Abrdn plans to slash hundreds of jobs as part of a multi-million-pound cost-cutting drive.

The FTSE 250 asset manager is expected to announce a batch of redundancies as soon as today alongside a trading update that may show it suffered billions of pounds of outflows from its funds in the second half of last year.

The scale of the cuts is predicted to be in the region of 10 per cent of the firm’s 5,000-strong workforce, equivalent to almost 500 staff, Sky News reported yesterday.

The cuts are expected to focus on the support and control sides of the business, while the investment division will see minimal redundancies.

The plans come amid a long-running cost-saving programme orchestrated by Abrdn’s boss Stephen Bird, who took over in 2020.

Cuts: Abrdn is expected to announce redundancies alongside a trading update that may show it suffered billions of pounds of outflows from its funds in the second half of last year

Cuts: Abrdn is expected to announce redundancies alongside a trading update that may show it suffered billions of pounds of outflows from its funds in the second half of last year

During his tenure, the firm has struggled to return to profit and boost its share price, which has declined by a third over the last five years. The stock has also lost 26pc of its value in the last six months.

Over 100 of the group’s funds have been closed down, merged or restructured.

And last month reports emerged it has halved redundancy payments and reduced the length of paid parental leave by a third.

The scale of the cost-saving efforts has left some members of staff considering legal action, alleging Abrdn’s tactics may have breached employment law.

‘Abrdn’s trust with employees has gone,’ one employee told the Financial Times.
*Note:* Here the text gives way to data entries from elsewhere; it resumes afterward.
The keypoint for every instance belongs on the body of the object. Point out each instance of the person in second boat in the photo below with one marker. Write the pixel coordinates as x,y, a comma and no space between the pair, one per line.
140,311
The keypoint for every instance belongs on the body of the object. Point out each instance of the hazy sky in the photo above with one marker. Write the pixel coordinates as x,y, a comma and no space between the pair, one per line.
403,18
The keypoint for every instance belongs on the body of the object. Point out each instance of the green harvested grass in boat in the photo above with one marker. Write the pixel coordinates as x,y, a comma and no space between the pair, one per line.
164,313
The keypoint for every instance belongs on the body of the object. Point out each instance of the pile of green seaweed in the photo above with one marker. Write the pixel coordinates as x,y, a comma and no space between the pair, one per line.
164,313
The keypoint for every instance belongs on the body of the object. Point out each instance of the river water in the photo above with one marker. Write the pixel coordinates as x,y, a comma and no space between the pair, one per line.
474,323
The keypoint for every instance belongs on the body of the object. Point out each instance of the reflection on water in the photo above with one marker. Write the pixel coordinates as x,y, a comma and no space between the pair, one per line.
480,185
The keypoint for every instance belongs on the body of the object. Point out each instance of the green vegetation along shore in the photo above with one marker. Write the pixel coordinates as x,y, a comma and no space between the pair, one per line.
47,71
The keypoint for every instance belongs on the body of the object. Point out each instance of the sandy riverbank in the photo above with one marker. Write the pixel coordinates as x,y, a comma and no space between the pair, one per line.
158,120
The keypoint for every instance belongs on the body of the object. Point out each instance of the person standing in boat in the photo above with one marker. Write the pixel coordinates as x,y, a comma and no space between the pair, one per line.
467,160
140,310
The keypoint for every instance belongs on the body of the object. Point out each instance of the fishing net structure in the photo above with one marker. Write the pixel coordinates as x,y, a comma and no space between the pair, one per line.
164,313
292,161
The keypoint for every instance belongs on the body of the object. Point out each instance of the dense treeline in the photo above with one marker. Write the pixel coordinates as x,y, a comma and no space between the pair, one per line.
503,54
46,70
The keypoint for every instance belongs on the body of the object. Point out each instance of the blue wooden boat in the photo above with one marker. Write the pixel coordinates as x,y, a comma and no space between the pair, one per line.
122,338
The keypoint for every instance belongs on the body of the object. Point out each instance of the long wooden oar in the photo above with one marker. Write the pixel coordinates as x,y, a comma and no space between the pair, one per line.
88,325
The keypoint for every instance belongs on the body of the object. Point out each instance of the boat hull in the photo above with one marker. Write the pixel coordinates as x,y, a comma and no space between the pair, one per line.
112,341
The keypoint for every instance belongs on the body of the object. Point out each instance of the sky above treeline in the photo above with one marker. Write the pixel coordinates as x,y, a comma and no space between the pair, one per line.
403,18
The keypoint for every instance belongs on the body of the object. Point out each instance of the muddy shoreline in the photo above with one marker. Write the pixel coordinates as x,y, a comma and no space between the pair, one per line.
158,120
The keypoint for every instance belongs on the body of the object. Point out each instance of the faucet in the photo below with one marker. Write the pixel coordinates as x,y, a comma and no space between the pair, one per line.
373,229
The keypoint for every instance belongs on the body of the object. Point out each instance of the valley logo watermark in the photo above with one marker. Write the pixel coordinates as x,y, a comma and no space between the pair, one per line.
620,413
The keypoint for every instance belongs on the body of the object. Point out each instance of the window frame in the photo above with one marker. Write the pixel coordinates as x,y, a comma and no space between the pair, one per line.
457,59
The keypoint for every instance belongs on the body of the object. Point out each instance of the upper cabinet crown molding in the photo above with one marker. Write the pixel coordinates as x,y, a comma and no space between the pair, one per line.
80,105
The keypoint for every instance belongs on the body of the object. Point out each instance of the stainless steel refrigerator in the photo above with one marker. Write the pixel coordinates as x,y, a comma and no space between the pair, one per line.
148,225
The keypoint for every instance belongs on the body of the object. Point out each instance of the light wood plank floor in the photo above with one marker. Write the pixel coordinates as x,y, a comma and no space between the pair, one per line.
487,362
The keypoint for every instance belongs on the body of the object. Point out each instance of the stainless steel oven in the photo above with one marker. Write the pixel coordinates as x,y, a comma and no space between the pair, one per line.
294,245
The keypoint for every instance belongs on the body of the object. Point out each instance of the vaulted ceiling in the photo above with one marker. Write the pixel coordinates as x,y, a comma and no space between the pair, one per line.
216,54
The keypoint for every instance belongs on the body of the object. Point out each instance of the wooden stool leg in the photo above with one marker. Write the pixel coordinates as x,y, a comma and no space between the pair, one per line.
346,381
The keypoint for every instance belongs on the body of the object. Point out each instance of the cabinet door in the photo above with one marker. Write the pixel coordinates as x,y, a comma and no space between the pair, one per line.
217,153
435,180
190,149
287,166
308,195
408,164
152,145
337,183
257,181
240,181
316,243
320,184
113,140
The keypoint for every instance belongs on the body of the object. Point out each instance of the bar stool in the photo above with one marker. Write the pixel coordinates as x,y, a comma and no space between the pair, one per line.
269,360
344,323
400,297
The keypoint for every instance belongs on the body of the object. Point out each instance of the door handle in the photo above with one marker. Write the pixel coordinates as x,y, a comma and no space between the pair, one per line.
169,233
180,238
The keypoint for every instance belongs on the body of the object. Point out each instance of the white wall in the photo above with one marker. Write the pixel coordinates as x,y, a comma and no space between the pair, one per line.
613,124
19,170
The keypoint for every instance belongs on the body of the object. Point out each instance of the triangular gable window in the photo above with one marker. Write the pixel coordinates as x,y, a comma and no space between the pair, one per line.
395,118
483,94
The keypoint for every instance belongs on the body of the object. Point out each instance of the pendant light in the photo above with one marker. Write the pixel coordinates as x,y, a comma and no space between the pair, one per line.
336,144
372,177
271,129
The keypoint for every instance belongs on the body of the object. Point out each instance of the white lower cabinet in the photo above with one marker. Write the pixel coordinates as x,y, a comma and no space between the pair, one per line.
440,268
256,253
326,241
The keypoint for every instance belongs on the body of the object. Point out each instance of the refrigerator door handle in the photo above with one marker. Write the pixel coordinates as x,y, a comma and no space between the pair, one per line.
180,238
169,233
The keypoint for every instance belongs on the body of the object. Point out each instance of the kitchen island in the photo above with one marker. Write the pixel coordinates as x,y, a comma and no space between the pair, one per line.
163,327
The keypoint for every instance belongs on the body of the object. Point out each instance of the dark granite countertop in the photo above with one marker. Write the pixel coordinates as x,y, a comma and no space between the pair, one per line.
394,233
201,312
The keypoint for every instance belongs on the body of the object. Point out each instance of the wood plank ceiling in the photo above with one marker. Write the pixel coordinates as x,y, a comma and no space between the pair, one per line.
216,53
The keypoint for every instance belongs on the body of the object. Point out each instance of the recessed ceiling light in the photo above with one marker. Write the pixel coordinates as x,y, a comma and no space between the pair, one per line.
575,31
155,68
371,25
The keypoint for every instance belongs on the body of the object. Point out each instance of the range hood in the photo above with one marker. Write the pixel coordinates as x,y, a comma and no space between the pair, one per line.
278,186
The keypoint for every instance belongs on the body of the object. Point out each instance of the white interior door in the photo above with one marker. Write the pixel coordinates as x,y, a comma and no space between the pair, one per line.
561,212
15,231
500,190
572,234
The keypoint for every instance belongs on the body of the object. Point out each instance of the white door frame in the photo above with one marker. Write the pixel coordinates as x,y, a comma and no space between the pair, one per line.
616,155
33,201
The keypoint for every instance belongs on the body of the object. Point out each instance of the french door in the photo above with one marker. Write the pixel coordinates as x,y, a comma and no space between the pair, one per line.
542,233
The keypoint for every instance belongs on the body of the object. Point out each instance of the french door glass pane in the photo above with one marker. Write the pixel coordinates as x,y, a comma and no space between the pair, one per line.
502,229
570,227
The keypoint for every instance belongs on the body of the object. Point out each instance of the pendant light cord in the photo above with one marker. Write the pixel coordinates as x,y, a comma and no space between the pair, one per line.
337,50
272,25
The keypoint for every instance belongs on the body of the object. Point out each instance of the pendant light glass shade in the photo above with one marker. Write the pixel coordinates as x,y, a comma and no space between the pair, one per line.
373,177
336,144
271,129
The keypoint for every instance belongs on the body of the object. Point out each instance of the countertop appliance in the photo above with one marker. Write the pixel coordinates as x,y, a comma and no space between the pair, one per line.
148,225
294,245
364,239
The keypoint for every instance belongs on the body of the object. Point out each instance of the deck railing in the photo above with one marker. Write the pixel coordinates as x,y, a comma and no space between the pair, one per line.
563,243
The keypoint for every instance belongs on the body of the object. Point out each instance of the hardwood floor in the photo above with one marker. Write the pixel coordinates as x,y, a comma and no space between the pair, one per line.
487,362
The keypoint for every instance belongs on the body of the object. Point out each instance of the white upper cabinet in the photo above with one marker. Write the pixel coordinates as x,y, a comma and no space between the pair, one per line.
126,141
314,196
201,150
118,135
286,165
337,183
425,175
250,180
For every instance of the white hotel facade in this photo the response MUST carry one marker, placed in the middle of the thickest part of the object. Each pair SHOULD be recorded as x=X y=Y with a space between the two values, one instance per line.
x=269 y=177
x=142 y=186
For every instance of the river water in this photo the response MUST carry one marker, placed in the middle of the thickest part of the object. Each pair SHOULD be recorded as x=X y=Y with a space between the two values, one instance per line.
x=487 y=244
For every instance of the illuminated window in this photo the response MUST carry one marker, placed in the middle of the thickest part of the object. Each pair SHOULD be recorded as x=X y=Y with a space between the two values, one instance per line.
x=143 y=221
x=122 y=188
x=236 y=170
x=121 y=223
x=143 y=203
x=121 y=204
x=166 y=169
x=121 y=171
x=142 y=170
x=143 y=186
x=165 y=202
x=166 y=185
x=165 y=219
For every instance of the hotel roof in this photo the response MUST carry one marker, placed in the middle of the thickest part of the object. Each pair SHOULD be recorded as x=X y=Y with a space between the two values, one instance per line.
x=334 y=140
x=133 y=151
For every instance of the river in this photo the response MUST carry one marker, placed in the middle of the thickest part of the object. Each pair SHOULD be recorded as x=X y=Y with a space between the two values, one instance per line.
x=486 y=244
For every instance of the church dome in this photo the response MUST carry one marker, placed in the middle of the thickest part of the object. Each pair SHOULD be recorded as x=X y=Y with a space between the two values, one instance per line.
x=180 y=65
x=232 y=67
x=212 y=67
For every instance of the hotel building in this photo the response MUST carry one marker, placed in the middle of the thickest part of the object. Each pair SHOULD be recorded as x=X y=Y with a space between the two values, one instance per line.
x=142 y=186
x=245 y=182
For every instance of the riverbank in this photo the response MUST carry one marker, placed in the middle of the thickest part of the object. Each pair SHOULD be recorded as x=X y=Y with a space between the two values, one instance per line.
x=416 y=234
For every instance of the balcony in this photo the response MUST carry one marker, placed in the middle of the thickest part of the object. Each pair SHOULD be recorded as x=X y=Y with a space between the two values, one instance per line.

But sources close to the firm said Abrdn has taken ‘full legal advice’ and staff knew the steps were ‘necessary’ to ‘modernise the firm and create the right culture’. 

The layoffs follow Abrdn’s decision to appoint management consultants Boston Consulting Group (BCG) late last year.

BCG is part of the ‘big three’ management consulting firms which also include McKinsey and Bain & Co.

The company has been hit heavily by clients pulling money out of its funds and mounting losses.

Market conditions have soured following sharp hikes to interest rates, soaring inflation and global instability sparked by the war in Ukraine and the situation in Gaza and the wider Middle East.

In its last set of results in August, Abrdn reported that £4.4billion had been pulled out of its funds in the first half of last year while it also suffered a pre-tax loss for the period of £169m.

At the time, the group noted it had nearly £496billion of assets under management.

Shares in Abrdn fell 3.2 per cent, or 5.65p, to 172.3p.